Most biplanes were (and sometimes still are) single- or two-seaters and in order to give the pilot good forward and upward visibility, the upper wing is shifted forward a bit (positive stagger). This will place it closer to the upwash (flow field ahead of the wing with increased angle of attack) of the bottom wing and in turn place the bottom wing closer to the downwash (flow field past the wing with reduced angle of attack) of the top wing. This effect becomes stronger with increasing angle of attack of the whole biplane, so at high speed the load distribution is still nearly 50-50 while in slow flight or tight turns the top wing carries the majority of the load. How much that is depends obviously on the amount of stagger.

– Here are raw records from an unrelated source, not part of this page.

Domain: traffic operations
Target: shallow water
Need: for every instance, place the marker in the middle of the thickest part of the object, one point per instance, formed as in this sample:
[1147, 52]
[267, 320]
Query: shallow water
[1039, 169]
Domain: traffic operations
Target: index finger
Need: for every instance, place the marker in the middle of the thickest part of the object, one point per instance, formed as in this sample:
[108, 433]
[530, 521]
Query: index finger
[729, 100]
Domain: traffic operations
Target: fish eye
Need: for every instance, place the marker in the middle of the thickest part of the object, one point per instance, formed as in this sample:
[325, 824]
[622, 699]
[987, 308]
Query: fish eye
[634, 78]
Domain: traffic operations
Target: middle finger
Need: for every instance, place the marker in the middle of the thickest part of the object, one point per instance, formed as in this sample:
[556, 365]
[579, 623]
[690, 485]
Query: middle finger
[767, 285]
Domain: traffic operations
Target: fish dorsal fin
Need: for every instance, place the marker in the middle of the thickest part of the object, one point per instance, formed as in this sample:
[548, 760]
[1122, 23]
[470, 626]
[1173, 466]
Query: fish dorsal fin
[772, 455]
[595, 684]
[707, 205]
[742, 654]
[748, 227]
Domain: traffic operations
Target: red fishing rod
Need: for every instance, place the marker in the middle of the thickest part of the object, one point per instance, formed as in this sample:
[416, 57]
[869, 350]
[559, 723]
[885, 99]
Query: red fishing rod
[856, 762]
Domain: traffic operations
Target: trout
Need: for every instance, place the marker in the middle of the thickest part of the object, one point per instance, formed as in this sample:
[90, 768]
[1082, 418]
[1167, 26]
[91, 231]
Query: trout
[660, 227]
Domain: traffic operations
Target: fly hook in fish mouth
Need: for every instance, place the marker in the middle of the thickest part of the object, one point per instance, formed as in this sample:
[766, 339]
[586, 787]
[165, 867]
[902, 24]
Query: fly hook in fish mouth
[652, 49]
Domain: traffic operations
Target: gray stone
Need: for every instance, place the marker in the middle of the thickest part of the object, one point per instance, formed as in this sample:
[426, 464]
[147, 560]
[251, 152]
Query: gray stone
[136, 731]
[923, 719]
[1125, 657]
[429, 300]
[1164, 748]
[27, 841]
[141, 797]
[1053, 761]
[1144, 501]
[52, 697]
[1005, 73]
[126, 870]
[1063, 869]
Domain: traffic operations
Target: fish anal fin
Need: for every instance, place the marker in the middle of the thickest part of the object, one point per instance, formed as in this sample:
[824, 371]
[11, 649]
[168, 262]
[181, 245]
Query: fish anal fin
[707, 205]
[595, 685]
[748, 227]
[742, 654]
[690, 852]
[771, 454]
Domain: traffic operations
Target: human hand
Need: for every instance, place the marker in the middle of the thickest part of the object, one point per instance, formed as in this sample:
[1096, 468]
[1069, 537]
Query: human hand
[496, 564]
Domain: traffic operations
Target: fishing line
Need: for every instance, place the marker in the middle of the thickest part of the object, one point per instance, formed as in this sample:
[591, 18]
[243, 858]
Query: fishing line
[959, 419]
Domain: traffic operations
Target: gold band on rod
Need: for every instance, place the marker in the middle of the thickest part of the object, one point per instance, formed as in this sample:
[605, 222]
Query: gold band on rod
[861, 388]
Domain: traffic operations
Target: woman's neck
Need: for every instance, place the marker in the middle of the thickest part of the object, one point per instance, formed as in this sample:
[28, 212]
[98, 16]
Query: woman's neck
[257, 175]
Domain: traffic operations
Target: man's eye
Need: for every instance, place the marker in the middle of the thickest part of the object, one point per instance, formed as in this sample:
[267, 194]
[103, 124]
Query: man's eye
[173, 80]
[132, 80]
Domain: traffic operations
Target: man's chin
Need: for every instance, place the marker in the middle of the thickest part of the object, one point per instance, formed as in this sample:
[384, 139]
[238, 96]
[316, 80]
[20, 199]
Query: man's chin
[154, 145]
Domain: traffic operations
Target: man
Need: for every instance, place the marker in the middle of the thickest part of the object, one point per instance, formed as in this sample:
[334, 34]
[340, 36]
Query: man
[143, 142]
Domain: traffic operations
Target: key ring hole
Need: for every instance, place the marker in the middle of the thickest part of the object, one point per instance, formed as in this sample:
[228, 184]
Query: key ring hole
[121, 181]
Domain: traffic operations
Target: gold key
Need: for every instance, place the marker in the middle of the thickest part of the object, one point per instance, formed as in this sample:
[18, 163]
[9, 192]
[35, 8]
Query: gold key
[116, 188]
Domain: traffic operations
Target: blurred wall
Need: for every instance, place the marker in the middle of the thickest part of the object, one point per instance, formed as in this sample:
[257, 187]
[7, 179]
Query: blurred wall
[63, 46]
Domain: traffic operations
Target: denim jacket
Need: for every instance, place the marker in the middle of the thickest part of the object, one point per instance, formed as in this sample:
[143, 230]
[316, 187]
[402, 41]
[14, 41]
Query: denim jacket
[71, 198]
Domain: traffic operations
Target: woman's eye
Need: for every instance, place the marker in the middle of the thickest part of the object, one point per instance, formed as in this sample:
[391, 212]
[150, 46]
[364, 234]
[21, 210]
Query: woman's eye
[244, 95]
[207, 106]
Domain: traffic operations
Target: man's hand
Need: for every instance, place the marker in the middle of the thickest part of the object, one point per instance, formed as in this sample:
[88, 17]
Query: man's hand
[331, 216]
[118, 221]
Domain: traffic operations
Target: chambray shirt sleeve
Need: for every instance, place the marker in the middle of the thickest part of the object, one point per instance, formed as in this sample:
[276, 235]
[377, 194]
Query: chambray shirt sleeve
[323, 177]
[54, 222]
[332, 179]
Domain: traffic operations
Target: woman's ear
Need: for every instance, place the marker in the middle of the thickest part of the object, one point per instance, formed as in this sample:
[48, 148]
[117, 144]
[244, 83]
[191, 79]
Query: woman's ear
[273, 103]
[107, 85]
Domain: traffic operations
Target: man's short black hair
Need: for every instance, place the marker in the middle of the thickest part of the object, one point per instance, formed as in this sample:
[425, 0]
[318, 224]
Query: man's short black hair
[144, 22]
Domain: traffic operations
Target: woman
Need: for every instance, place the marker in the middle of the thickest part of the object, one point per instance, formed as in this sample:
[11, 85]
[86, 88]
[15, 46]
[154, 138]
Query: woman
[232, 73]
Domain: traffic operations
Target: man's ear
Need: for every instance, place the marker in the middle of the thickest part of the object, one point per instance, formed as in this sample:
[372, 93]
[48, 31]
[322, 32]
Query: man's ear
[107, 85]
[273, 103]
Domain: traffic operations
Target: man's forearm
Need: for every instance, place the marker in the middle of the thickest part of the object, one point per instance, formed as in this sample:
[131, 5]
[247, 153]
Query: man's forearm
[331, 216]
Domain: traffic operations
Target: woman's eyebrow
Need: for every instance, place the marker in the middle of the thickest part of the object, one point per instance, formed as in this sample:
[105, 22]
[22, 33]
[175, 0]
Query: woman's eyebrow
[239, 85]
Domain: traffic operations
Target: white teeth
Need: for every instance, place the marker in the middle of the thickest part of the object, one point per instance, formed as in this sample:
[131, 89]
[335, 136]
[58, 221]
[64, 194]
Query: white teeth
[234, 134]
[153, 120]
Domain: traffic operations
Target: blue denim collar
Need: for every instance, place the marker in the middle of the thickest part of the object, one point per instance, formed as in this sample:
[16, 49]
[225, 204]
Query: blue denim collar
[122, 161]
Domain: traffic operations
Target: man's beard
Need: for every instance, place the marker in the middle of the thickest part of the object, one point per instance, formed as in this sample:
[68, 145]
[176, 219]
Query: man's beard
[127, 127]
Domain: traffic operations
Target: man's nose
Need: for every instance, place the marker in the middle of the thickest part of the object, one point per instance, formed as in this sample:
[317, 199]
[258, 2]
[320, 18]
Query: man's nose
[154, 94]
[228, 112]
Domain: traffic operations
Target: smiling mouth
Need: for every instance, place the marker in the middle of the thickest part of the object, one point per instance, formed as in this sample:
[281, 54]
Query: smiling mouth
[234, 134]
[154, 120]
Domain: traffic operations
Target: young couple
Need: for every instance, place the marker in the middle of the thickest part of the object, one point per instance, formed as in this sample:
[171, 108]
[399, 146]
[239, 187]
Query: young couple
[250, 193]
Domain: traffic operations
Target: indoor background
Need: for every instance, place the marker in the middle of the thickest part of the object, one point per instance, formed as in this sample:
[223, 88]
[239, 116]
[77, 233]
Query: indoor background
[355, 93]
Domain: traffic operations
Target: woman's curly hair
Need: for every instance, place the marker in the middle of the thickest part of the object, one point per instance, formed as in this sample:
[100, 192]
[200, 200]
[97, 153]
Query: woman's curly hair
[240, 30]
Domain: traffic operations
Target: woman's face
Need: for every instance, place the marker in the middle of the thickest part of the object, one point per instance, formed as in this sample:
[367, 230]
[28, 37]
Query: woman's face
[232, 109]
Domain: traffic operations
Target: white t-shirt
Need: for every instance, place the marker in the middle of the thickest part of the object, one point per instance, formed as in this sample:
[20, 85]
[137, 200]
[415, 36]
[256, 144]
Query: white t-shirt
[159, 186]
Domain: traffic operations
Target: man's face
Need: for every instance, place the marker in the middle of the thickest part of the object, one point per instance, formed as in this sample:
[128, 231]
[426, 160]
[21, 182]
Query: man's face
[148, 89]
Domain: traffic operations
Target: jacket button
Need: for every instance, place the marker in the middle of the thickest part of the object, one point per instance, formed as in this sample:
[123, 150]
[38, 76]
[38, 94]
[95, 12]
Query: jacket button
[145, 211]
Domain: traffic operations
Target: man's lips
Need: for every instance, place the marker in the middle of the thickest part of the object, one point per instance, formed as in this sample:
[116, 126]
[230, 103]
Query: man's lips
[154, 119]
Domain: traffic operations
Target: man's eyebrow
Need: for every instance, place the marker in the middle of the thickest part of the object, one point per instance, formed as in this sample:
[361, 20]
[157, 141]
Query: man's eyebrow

The formula for the interference drag is the Biot-Savart law which describes the effect of one lift-creating object on its surroundings. Since both wings interfere mutually, the solution is not straightforward but needs several steps:
- First, the location of a lift-creating vortex and its two trailing vortices is defined. A wing should be split into several sections which all have their own vortex strength. The more sections, the more precise the result will be. For a biplane this needs to be done twice, of course.
- Then a number of points where the local flow direction is prescribed must be defined. Whereas the vortex usually is located at the quarter of the wing chord, those points are best placed at three quarters of the wing chord; again spread over the span of the wings. They are called control points.
- Now the influence of a particular vortex on a particular control point is described using the Biot-Savart law. After this has been done for all vortices and all control points, those influences define a matrix.
- By solving the matrix equation for tangential flow at the control points, the strength of the single vortices in the influence of all other vortices can be calculated.
A more elaborate description of the process can be found in NASA Technical Note D-5335.